The list goes on and on and it gets longer every time the American Psychiatric Association revises its diagnostic manual. Potential future diagnoses:
- Temperamental kid: Disruptive Mood Dysregulation Disorder
- Forgetful as you get older: Mild Neurocognitive Disorder
- Using the Internet too much: Internet Addiction Disorder
None of this is meant to trivialize the concerns people bring to psychotherapy. As anyone with a temperamental kid or a spouse who uses the Internet too much can attest, these can be debilitating problems worthy of professional attention. But this doesn’t make them diseases. Most of us intuitively know this, despite being told otherwise by well-meaning but conceptually confused mental health professionals. The conceptual confusion at the heart of the matter arises from considering psychotherapy a form of medical treatment to begin with. Doing so constitutes a category mistake, according to psychotherapists Jay Efran and José Soler-Baillo:
This category mistake situated the therapist’s activities in an inappropriate conceptual envelope. Therapists do not treat symptoms or cure diseases. They have no salves to apply, no antibiotics to prescribe, and no surgical instruments to wield. The association with the medical model and disease-entity approach continues to seduce us into analyzing our craft using conceptual tools that are not well suited to the task. As even Freud acknowledged, psychotherapy is not a medical treatment—it is merely a form of dialogue or conversation. (Efran & Soler-Baillo, 2008, pp. 88-89)
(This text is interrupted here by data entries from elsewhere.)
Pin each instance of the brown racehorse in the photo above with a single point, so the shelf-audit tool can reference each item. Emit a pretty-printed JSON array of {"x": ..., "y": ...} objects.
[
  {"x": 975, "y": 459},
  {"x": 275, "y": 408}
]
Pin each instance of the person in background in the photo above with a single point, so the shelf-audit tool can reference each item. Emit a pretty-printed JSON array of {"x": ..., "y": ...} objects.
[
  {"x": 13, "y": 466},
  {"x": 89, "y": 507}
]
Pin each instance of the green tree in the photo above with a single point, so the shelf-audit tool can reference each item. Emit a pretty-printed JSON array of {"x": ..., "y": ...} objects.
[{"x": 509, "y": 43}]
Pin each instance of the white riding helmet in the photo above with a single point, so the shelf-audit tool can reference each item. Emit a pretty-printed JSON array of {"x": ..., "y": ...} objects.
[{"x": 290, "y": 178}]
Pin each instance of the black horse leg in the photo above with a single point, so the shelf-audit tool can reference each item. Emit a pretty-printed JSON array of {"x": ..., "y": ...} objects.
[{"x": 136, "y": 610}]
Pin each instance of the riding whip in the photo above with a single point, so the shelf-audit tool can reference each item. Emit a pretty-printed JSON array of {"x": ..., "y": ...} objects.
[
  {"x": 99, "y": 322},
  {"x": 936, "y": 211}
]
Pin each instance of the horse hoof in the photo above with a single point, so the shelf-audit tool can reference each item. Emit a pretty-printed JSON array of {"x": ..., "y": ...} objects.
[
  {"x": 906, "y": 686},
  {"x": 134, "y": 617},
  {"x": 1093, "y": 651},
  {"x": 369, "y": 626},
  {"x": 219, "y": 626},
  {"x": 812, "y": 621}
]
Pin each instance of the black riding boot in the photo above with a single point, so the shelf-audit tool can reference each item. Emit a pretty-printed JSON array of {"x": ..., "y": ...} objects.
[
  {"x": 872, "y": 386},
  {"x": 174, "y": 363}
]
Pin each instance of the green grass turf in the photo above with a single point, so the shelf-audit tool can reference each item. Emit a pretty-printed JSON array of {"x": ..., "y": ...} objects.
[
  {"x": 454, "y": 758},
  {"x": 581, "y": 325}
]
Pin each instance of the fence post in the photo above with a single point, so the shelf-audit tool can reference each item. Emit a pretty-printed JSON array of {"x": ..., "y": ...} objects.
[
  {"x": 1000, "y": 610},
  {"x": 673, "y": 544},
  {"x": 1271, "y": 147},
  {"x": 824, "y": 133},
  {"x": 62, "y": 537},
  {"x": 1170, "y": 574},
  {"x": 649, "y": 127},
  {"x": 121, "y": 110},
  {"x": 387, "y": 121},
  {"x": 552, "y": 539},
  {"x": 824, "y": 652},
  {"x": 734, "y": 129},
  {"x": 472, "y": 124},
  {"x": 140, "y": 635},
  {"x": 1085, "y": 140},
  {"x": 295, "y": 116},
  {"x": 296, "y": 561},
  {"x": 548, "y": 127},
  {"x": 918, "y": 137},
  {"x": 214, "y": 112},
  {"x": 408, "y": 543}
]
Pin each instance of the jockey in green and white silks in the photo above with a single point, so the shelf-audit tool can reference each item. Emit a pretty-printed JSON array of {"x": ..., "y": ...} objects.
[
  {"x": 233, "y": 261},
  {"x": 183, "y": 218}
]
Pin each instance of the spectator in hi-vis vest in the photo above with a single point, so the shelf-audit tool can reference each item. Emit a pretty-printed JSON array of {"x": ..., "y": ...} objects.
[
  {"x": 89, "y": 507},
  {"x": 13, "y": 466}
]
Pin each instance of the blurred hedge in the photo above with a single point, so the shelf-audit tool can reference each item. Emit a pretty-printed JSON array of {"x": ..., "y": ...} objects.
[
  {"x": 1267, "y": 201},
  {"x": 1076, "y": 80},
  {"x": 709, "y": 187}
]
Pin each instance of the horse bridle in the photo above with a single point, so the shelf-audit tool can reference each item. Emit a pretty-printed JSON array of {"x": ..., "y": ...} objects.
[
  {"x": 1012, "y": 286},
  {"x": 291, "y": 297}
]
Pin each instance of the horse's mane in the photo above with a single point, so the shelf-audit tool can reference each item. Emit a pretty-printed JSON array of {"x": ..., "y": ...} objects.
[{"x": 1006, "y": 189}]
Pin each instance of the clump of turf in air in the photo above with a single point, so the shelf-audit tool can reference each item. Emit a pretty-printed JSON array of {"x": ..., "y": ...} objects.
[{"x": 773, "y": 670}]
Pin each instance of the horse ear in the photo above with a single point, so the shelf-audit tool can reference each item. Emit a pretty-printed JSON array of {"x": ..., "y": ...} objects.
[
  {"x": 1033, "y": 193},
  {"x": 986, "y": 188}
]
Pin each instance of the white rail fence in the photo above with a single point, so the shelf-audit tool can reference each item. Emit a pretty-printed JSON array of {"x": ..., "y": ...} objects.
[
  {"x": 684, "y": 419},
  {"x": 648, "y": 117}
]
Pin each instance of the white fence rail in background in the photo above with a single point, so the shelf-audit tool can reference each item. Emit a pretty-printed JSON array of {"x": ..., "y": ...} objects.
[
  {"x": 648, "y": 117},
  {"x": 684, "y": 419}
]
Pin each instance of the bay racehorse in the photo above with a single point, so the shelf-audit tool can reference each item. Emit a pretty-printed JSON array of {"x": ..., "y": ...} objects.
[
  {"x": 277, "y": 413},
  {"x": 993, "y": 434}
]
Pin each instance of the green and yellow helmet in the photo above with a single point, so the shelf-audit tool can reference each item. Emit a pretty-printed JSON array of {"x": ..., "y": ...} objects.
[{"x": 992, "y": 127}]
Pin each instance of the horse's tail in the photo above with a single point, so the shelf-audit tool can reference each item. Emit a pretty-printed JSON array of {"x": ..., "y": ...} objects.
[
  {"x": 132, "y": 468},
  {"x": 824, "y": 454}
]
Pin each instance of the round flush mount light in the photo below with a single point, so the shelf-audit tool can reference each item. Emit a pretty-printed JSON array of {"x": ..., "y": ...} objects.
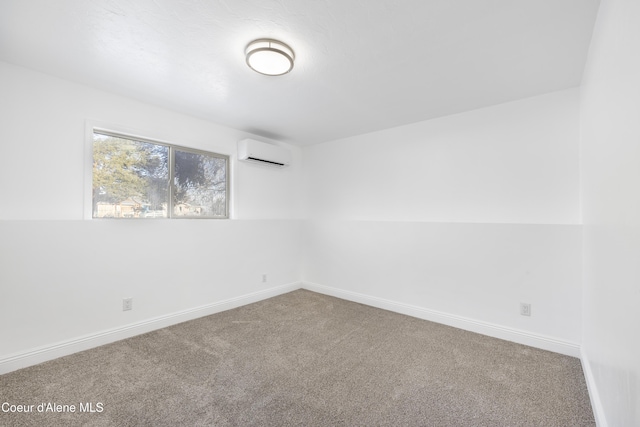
[{"x": 270, "y": 57}]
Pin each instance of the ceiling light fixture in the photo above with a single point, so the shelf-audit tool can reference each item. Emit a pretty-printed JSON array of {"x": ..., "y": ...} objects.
[{"x": 269, "y": 57}]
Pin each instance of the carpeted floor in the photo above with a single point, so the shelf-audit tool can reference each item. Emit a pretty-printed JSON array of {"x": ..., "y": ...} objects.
[{"x": 304, "y": 359}]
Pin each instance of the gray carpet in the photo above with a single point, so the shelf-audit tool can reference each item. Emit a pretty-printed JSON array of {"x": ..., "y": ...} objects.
[{"x": 305, "y": 359}]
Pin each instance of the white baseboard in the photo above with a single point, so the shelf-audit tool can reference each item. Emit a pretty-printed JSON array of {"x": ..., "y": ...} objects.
[
  {"x": 596, "y": 403},
  {"x": 485, "y": 328},
  {"x": 49, "y": 352}
]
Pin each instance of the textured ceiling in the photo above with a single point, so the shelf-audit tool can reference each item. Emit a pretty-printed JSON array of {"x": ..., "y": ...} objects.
[{"x": 361, "y": 65}]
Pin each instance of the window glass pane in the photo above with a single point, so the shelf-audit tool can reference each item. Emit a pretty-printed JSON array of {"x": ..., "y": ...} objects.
[
  {"x": 130, "y": 178},
  {"x": 200, "y": 184}
]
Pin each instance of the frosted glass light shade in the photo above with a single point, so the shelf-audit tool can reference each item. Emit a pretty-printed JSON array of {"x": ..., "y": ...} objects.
[{"x": 269, "y": 57}]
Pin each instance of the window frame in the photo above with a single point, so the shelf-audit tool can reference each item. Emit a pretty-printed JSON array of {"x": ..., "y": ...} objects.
[{"x": 92, "y": 129}]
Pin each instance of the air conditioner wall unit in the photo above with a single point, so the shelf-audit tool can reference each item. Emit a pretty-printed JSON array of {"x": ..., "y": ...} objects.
[{"x": 250, "y": 150}]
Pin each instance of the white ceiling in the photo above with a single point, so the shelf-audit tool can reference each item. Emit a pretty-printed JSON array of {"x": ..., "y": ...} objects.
[{"x": 361, "y": 65}]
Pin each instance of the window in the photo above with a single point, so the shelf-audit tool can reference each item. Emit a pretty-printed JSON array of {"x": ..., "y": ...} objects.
[{"x": 135, "y": 178}]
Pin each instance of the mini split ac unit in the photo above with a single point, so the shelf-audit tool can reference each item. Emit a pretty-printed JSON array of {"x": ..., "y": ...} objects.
[{"x": 251, "y": 150}]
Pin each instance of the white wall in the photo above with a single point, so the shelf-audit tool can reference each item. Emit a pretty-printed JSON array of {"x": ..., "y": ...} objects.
[
  {"x": 43, "y": 144},
  {"x": 466, "y": 215},
  {"x": 610, "y": 156},
  {"x": 512, "y": 163},
  {"x": 63, "y": 278}
]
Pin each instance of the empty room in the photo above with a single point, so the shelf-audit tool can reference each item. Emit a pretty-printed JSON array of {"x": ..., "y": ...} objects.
[{"x": 319, "y": 213}]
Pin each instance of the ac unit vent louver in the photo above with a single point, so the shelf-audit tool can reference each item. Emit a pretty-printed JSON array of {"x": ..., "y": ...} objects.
[{"x": 250, "y": 150}]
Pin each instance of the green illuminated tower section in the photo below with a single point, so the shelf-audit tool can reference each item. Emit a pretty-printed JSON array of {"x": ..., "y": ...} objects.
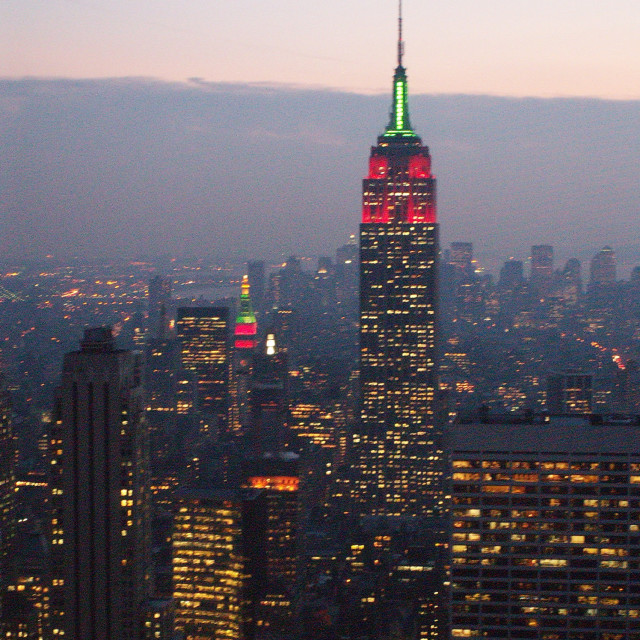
[{"x": 397, "y": 447}]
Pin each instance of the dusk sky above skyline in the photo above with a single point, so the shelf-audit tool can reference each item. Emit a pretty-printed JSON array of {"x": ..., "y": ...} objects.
[
  {"x": 496, "y": 47},
  {"x": 243, "y": 129}
]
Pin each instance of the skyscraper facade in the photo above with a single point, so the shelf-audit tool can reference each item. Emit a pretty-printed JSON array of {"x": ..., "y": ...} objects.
[
  {"x": 203, "y": 334},
  {"x": 7, "y": 482},
  {"x": 603, "y": 268},
  {"x": 397, "y": 445},
  {"x": 245, "y": 341},
  {"x": 545, "y": 530},
  {"x": 99, "y": 525},
  {"x": 159, "y": 307}
]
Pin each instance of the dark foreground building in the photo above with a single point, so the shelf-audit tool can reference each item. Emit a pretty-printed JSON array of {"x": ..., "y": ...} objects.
[
  {"x": 546, "y": 530},
  {"x": 397, "y": 445}
]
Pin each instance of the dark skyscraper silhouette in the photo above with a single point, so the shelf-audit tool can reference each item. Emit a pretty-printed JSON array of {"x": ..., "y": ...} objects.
[
  {"x": 542, "y": 268},
  {"x": 397, "y": 446},
  {"x": 99, "y": 506},
  {"x": 204, "y": 337}
]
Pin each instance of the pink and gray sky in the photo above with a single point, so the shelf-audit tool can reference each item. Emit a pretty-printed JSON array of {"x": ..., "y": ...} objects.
[
  {"x": 496, "y": 47},
  {"x": 241, "y": 129}
]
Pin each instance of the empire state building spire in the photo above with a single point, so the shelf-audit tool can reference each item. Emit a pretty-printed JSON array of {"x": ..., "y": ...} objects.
[
  {"x": 400, "y": 42},
  {"x": 399, "y": 124}
]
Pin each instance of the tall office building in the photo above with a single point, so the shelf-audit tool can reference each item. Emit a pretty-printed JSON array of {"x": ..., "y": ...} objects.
[
  {"x": 397, "y": 444},
  {"x": 603, "y": 268},
  {"x": 460, "y": 259},
  {"x": 99, "y": 525},
  {"x": 542, "y": 268},
  {"x": 203, "y": 334},
  {"x": 159, "y": 299},
  {"x": 7, "y": 482},
  {"x": 569, "y": 392},
  {"x": 545, "y": 530}
]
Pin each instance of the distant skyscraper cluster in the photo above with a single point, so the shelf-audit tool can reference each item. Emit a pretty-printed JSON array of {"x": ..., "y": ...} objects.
[
  {"x": 397, "y": 445},
  {"x": 391, "y": 446}
]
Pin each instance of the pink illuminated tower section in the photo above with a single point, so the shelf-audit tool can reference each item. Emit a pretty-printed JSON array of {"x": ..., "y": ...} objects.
[{"x": 400, "y": 187}]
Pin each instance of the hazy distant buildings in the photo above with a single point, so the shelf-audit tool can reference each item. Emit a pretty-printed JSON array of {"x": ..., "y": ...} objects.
[
  {"x": 397, "y": 443},
  {"x": 603, "y": 268},
  {"x": 159, "y": 299},
  {"x": 545, "y": 535},
  {"x": 203, "y": 334},
  {"x": 511, "y": 275},
  {"x": 99, "y": 506},
  {"x": 460, "y": 259},
  {"x": 570, "y": 392},
  {"x": 211, "y": 569},
  {"x": 245, "y": 341},
  {"x": 269, "y": 398},
  {"x": 7, "y": 482},
  {"x": 542, "y": 269}
]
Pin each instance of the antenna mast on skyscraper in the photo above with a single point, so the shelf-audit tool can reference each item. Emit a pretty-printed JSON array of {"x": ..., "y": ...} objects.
[{"x": 400, "y": 43}]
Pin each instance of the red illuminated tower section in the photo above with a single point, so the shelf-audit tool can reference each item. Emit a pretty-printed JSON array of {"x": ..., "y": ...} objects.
[
  {"x": 400, "y": 187},
  {"x": 397, "y": 447}
]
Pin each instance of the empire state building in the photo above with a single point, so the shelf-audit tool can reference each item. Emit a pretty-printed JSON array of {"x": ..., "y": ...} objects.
[{"x": 397, "y": 446}]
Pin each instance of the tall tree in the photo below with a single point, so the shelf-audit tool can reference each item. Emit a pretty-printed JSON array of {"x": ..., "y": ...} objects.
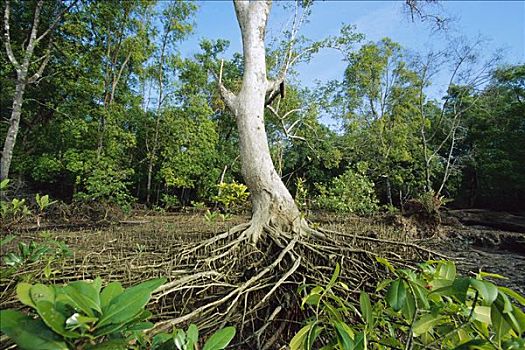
[
  {"x": 271, "y": 201},
  {"x": 22, "y": 68}
]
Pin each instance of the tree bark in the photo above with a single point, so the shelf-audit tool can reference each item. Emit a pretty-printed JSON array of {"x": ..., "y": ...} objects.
[
  {"x": 272, "y": 203},
  {"x": 21, "y": 82}
]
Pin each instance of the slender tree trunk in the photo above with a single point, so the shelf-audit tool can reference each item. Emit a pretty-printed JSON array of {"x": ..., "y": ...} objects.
[
  {"x": 272, "y": 202},
  {"x": 14, "y": 123}
]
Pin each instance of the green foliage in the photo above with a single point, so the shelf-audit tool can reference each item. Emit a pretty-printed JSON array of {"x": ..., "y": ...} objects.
[
  {"x": 431, "y": 202},
  {"x": 351, "y": 192},
  {"x": 170, "y": 201},
  {"x": 432, "y": 307},
  {"x": 50, "y": 249},
  {"x": 189, "y": 339},
  {"x": 232, "y": 195},
  {"x": 213, "y": 215},
  {"x": 80, "y": 314}
]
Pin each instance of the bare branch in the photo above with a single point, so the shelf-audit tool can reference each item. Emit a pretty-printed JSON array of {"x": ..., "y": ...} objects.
[
  {"x": 56, "y": 21},
  {"x": 7, "y": 37},
  {"x": 228, "y": 96},
  {"x": 43, "y": 65}
]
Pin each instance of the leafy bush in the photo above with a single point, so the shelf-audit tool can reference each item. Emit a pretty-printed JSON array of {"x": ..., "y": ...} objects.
[
  {"x": 432, "y": 308},
  {"x": 14, "y": 211},
  {"x": 170, "y": 201},
  {"x": 232, "y": 195},
  {"x": 189, "y": 339},
  {"x": 32, "y": 252},
  {"x": 351, "y": 192},
  {"x": 431, "y": 202},
  {"x": 79, "y": 315}
]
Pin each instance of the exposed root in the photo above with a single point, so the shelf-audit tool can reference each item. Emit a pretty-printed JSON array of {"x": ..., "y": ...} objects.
[{"x": 234, "y": 282}]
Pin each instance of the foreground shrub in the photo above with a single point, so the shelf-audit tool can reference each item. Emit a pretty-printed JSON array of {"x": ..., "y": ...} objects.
[
  {"x": 432, "y": 308},
  {"x": 351, "y": 192},
  {"x": 79, "y": 315},
  {"x": 83, "y": 315}
]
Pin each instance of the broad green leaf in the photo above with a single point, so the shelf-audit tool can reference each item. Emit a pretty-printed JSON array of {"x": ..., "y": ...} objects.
[
  {"x": 421, "y": 295},
  {"x": 128, "y": 304},
  {"x": 385, "y": 263},
  {"x": 515, "y": 295},
  {"x": 23, "y": 292},
  {"x": 487, "y": 290},
  {"x": 112, "y": 290},
  {"x": 220, "y": 339},
  {"x": 54, "y": 319},
  {"x": 493, "y": 275},
  {"x": 482, "y": 314},
  {"x": 460, "y": 288},
  {"x": 80, "y": 321},
  {"x": 141, "y": 326},
  {"x": 472, "y": 344},
  {"x": 345, "y": 335},
  {"x": 447, "y": 270},
  {"x": 396, "y": 295},
  {"x": 314, "y": 332},
  {"x": 6, "y": 240},
  {"x": 298, "y": 340},
  {"x": 409, "y": 308},
  {"x": 29, "y": 333},
  {"x": 366, "y": 310},
  {"x": 425, "y": 323},
  {"x": 499, "y": 325},
  {"x": 84, "y": 296},
  {"x": 112, "y": 344},
  {"x": 193, "y": 336},
  {"x": 40, "y": 292},
  {"x": 335, "y": 276},
  {"x": 179, "y": 338}
]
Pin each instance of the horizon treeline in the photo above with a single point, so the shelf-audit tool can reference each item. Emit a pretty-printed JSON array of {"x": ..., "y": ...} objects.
[{"x": 119, "y": 115}]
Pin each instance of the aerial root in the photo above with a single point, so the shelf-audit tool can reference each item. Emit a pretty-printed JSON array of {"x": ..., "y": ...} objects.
[{"x": 248, "y": 286}]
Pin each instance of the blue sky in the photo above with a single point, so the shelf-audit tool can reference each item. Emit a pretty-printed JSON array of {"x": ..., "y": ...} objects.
[{"x": 501, "y": 22}]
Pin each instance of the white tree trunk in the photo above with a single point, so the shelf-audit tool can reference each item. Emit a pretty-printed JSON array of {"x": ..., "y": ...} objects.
[{"x": 272, "y": 203}]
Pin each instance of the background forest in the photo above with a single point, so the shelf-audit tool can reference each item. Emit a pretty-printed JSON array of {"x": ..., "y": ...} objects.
[
  {"x": 129, "y": 162},
  {"x": 118, "y": 115}
]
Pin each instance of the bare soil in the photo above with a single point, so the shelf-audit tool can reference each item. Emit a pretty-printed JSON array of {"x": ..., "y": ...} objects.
[{"x": 143, "y": 246}]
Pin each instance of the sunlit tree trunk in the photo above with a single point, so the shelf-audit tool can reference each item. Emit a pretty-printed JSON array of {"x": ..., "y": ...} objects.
[{"x": 272, "y": 203}]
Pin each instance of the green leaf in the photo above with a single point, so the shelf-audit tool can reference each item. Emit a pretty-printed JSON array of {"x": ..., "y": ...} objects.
[
  {"x": 396, "y": 295},
  {"x": 383, "y": 284},
  {"x": 409, "y": 308},
  {"x": 83, "y": 296},
  {"x": 472, "y": 344},
  {"x": 23, "y": 292},
  {"x": 482, "y": 314},
  {"x": 421, "y": 295},
  {"x": 345, "y": 335},
  {"x": 54, "y": 319},
  {"x": 28, "y": 333},
  {"x": 366, "y": 310},
  {"x": 335, "y": 276},
  {"x": 515, "y": 295},
  {"x": 40, "y": 292},
  {"x": 128, "y": 304},
  {"x": 192, "y": 334},
  {"x": 111, "y": 291},
  {"x": 425, "y": 323},
  {"x": 487, "y": 290},
  {"x": 6, "y": 240},
  {"x": 179, "y": 338},
  {"x": 460, "y": 288},
  {"x": 298, "y": 340},
  {"x": 385, "y": 263},
  {"x": 220, "y": 339}
]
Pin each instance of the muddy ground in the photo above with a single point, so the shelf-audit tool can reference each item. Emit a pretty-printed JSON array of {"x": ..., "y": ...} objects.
[{"x": 141, "y": 247}]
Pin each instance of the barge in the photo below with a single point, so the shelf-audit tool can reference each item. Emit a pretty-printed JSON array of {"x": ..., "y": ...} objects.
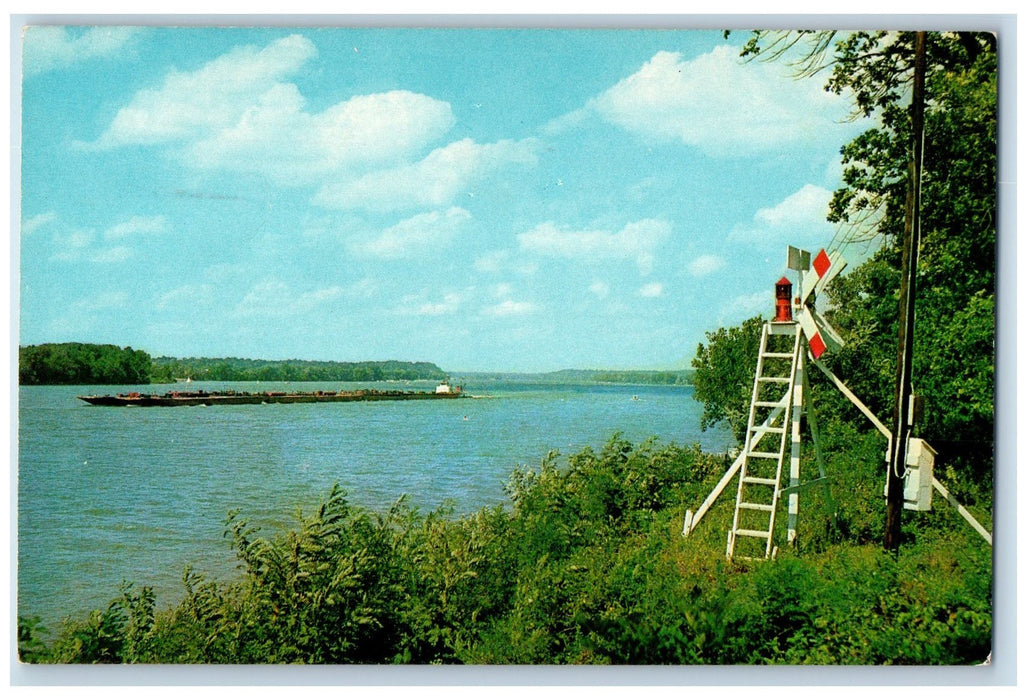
[{"x": 135, "y": 398}]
This means that helping someone decide whether to remain in a marriage, change careers, confront an abuser, or forgive a parent aren’t akin to fighting an infection, removing a tumor, setting a broken limb, or stitching a wound. This doesn’t make these less important activities. It just makes them qualitatively different from medical interventions.
From a practical standpoint, this creates difficulty because even though we can see how helping someone come to terms with his sexuality is different from curing his genital warts, we still appreciate the benefits of each activity and want our health insurance to cover both. This perhaps explains why so many people remain invested in keeping psychotherapy under the medical umbrella. Otherwise insurers might stop paying therapists to talk to people about their problems and very few of us want to see that happen. Psychotherapists may not treat anything in the same way as medical doctors, but the conversations they have really do help people. Consequently, clients and therapists wind up speaking two different languages: the medical lingo they use with insurance companies and the everyday talk they engage in with each other.
Speaking these two different languages may be an imperfect solution, but many contend that for practical reasons we have no other choice. We need to use the language of disorder and treatment with insurers so that they will pay for services, or so the argument goes. We just mustn’t take what we tell them too seriously. Yet continuing to pretend for insurance purposes that psychotherapy is a medical treatment doesn’t correct the original category mistake that got us into this conceptual morass in the first place. It also fails to heed psychiatrist R. D. Laing, who warned that “it is a form of self-deception to suppose that one can say one thing and think another” (1965, p. 18).
Going to psychotherapy doesn’t mean you’re mentally ill—unless we all continue to talk about it as if it does.
— Jonathan Raskin
Efran, J. S., & Soler Baillo, J. (2008). Mind and self in context-centered psychotherapy. In J. D. Raskin & S. K. Bridges (Eds.), Studies in meaning 3: Constructivist psychotherapy in the real world (pp. 85-105). New York: Pace University Press.
Laing, R. D. (1965). The divided self. Baltimore: Penguin.